2014-06-22,Sun.

「どこへ行きたいんだ、連れてってやる」
「ヘヴン」
「OK......しかし遠いな、休まずに行くのは無理だ」

内田美奈子『百万人の数学変格活用』より
短い停電があって、自分の電気まで切れて、もう物が考えられない気がする。電気が停まったせいで、今やった仕事ばかりか、記憶の一部まで消えてしまったのではあるまいか。

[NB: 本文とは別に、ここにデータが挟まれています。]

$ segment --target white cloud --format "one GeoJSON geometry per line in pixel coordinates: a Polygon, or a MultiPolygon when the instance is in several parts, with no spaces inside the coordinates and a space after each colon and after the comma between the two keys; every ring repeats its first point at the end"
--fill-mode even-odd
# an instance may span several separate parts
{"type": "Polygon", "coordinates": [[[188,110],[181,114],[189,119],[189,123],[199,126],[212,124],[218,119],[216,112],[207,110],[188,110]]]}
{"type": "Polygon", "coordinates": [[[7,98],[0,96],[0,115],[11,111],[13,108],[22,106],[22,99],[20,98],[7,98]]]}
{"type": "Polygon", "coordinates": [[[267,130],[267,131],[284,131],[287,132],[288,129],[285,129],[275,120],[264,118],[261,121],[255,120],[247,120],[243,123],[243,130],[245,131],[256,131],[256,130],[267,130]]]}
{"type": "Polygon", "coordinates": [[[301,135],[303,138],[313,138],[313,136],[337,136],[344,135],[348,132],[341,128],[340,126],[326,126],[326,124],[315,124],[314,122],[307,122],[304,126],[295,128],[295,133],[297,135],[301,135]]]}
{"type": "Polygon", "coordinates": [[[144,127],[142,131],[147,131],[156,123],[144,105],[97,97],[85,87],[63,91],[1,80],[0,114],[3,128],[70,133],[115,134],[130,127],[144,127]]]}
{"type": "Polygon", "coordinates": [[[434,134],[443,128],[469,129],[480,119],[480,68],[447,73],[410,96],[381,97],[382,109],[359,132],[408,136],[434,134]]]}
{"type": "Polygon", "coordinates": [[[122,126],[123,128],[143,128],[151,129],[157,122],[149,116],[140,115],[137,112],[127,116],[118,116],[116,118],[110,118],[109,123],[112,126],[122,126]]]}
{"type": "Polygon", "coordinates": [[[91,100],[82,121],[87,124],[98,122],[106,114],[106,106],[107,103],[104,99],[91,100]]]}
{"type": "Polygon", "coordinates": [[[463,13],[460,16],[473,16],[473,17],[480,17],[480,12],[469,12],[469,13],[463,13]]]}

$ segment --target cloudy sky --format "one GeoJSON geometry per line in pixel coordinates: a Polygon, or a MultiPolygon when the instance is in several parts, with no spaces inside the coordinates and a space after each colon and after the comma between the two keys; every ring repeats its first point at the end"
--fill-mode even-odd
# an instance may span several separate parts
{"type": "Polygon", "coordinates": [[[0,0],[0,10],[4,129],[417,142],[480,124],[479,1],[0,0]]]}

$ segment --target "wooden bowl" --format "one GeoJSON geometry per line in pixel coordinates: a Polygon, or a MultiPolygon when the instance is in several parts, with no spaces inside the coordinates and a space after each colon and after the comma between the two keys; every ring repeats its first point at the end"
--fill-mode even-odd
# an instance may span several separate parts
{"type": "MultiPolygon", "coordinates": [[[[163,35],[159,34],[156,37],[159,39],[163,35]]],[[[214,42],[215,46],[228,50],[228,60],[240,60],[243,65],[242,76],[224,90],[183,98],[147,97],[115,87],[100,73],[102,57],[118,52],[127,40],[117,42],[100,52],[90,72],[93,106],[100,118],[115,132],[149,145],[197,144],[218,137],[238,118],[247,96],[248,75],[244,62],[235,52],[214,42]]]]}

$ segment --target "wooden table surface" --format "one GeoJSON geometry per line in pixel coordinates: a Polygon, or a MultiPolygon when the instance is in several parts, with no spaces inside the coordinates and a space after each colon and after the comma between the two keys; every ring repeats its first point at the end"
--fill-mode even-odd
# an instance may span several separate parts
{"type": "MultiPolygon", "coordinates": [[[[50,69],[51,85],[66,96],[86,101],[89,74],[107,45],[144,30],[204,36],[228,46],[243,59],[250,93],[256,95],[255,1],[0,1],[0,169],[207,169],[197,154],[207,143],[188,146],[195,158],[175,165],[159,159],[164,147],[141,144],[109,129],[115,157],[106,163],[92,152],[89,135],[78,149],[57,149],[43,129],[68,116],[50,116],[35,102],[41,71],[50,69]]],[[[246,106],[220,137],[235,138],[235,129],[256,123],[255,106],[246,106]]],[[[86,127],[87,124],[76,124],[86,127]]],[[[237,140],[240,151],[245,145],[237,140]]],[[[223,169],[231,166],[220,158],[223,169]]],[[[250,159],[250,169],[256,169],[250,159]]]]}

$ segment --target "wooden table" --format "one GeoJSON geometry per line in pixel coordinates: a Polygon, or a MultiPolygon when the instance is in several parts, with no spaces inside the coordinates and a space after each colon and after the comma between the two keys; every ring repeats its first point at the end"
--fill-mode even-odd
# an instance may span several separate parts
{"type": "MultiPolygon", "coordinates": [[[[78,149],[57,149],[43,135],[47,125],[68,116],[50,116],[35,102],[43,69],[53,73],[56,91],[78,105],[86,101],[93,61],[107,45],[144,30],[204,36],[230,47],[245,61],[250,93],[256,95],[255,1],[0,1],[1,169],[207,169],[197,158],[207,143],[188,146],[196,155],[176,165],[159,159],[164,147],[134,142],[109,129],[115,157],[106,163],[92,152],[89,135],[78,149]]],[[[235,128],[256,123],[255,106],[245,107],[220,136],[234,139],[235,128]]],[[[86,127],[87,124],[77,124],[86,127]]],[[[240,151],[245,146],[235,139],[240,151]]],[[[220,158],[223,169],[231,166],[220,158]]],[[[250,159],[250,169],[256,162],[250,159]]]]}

リディア・デイヴィス『ほとんど記憶のない女』「混乱の実例」より
物は彼に非ざるは無く、物は是れに非ざるは無し。自ら彼とすることは則ち見えず、自ら知ることは則ちこれを知る。故に曰わく、彼は是れより出で、是れも亦た彼に因ると。彼と是れと方にに生ずるの説なり。然りと雖も方に生ずれば方に死し、方に死すれば方に生ず。方に可なれば方に不可、方に不可なれば方に可なり。是に因りて非に因り、非に因りて是に因る。是を以て聖人は由らずしてこれを天に照す、惟だ是れに因るのみ。是れも亦た彼なり、彼も亦た是れなり。彼も亦た一是非、此れも亦た一是非。果たして彼と是れと有るか、果たして彼と是れと無きか。彼と是れと其の偶を得るなき、これを道枢と謂う。枢にして始めて其の環中を得て、以て無窮に応ず。是も亦た一無窮、非も亦た一無窮なり。故に曰わく、明を以うるに若くなしと。

荘子』 斉物論篇 第二  3  より
昔者、荘周、夢に胡蝶と為る。栩栩然として胡蝶なり。自ら愉しみて志に適うか、周なることを知らざるなり。俄然として覚むれば、則ち蘧蘧然として周なり。知らず、周の夢に胡蝶と為るか、胡蝶の夢に周と為るか。周と胡蝶とは、則ち必ず分あらん。此れをこれ物化と謂う。